Dec 17, 2025
3 min read
Rust,
Candle,
PyTorch,

3D Convolutional Layers in Rust Candle

The Candle framework has not been actively implementing 3D operators.

Common 3D operators such as: BatchNorm3d, Conv3d, Dropout3d, MaxPool3d, ConvTranspose3d are all unimplemented.

Without 3D operators, the Candle framework cannot handle tasks involving video data, such as video classification, video object detection, VLM (Vision-Language Models), etc. This is also why the Candle framework has not included visual large models like Qwen2_VL, GLM, and others.

However, recently someone was found to have implemented a Conv3d layer with a fixed temporal kernel size of 2 for time dimension in Qwen2_VL using Candle.

Simulating 3D Convolution with 2D Convolution

The approach is roughly as follows, decomposing 3D convolution into two parallel 2D convolutions:

// Original 3D convolution weight shape: [output_channels, input_channels/groups, time=2, height, width]
// Weight shape example: [64, 32, 2, 3, 3]  ← time dimension is 2

// Decompose into two 2D convolution weights:
let w1 = ws.i((.., .., 0, .., ..))?;  // Shape: [64, 32, 3, 3] ← Convolution kernel for frame 1
let w2 = ws.i((.., .., 1, .., ..))?;  // Shape: [64, 32, 3, 3] ← Convolution kernel for frame 2

By splitting the temporal dimension of the input tensor, performing 2D convolution on each frame separately, and then combining the results.

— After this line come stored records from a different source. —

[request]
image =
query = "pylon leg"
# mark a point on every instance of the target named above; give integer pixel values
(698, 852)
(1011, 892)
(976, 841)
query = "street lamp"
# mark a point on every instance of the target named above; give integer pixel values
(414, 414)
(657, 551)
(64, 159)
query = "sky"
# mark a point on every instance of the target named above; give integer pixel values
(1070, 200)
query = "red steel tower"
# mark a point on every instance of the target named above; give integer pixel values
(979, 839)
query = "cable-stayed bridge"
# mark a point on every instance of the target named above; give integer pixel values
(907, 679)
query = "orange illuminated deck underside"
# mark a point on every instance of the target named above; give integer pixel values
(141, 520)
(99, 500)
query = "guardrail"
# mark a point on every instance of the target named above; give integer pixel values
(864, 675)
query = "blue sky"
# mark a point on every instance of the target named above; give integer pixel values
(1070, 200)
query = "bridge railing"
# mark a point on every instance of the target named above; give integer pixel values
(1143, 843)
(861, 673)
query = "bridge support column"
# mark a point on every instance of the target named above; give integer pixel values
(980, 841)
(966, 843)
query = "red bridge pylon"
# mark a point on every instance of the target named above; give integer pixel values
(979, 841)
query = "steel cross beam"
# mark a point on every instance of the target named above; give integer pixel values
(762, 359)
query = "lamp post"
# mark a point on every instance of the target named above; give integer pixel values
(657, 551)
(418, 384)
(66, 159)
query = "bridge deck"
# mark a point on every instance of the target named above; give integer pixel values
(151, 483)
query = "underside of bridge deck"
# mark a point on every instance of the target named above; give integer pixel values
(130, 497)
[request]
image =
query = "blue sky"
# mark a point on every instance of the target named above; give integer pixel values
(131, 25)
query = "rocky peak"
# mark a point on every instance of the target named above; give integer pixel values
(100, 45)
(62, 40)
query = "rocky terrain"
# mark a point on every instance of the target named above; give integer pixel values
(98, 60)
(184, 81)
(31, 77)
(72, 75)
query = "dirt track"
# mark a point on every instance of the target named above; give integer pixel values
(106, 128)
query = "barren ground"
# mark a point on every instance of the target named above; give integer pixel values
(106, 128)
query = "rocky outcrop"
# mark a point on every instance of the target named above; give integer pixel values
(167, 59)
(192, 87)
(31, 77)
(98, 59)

Forward propagation is roughly as follows:


fn forward(&self, xs: &Tensor) -> Result<Tensor> {
    // 1. Split the temporal dimension of the input tensor
    let xs1 = xs.i((.., .., 0, .., ..))?;  // Feature maps for frame 1
    let xs2 = xs.i((.., .., 1, .., ..))?;  // Feature maps for frame 2
    
    // 2. Perform 2D convolution separately on each frame
    let out1 = self.conv2d_1.forward(&xs1)?;
    let out2 = self.conv2d_2.forward(&xs2)?;
    
    // 3. Combine results (element-wise addition)
    // 4. Restore temporal dimension (from [B, C, H, W] → [B, C, 1, H, W])
    (out1 + out2)?.unsqueeze(2)
}

Limitations

This implementation is inherently inflexible, as it can only handle cases where the temporal dimension is 2. Currently, the Candle framework has slow progress on supporting 3D convolution operators in the core library, with no general solution yet available.